UN BIEN PRECIADO EN LA MEDINA SIDONIA DEL PASADO: LAS VENTANAS Y BALCONES DE LA PLAZA DE LA MUELA

 


Hoy en día nos parece disparate que una ventana o un balcón puedan segregarse de la casa en que se encuentran, pero no siempre fue así. Los documentos de los siglos XVI a XVIII ofrecen datos curiosísimos sobre la compraventa de ventanas y balcones en las plazas mayores de pueblos y ciudades, sobre la regulación por parte de los ayuntamientos de los precios de alquiler de los mismos, pleitos y multas, etc. Y es que dichas plazas se habían convertido en un teatro al aire libre al que convenía asomarse para interesarse por el espectáculo que se celebraba en ellas o simplemente para dejarse ver y dejar claro el estatus personal ante los vecinos.

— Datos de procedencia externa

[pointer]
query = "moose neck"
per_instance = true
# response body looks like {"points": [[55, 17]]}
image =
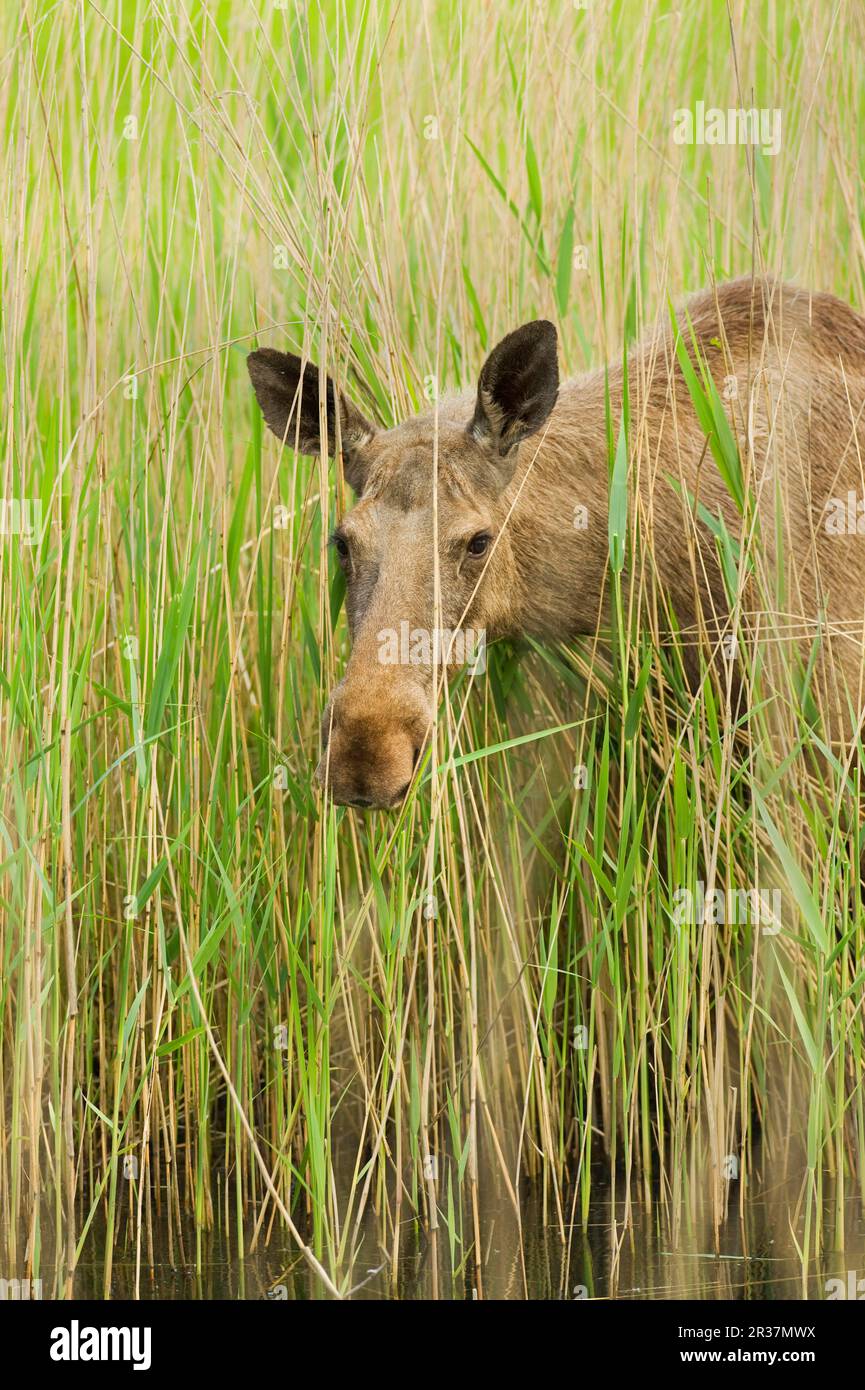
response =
{"points": [[561, 514]]}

No fue ajena a la costumbre la Plaza de la Muela (hoy Plaza de España) de Medina Sidonia, recinto cerrado a manera de anfiteatro una vez que se terminó la edificación de la primera planta del ayuntamiento en 1677 en su lado sur y el pósito del trigo (hoy desaparecido) ocupó el lado norte. Juegos de cañas y de alcancías divertían sobre todo a la nobleza, pero, si había una fiesta popular, eran las corridas de toros, que se reviven incluso en la nomenclatura de las vías circundantes: calle del Ganado, calle de las Triperías al otro lado de las carnicerías que daban a la plaza, callejón del Escribano.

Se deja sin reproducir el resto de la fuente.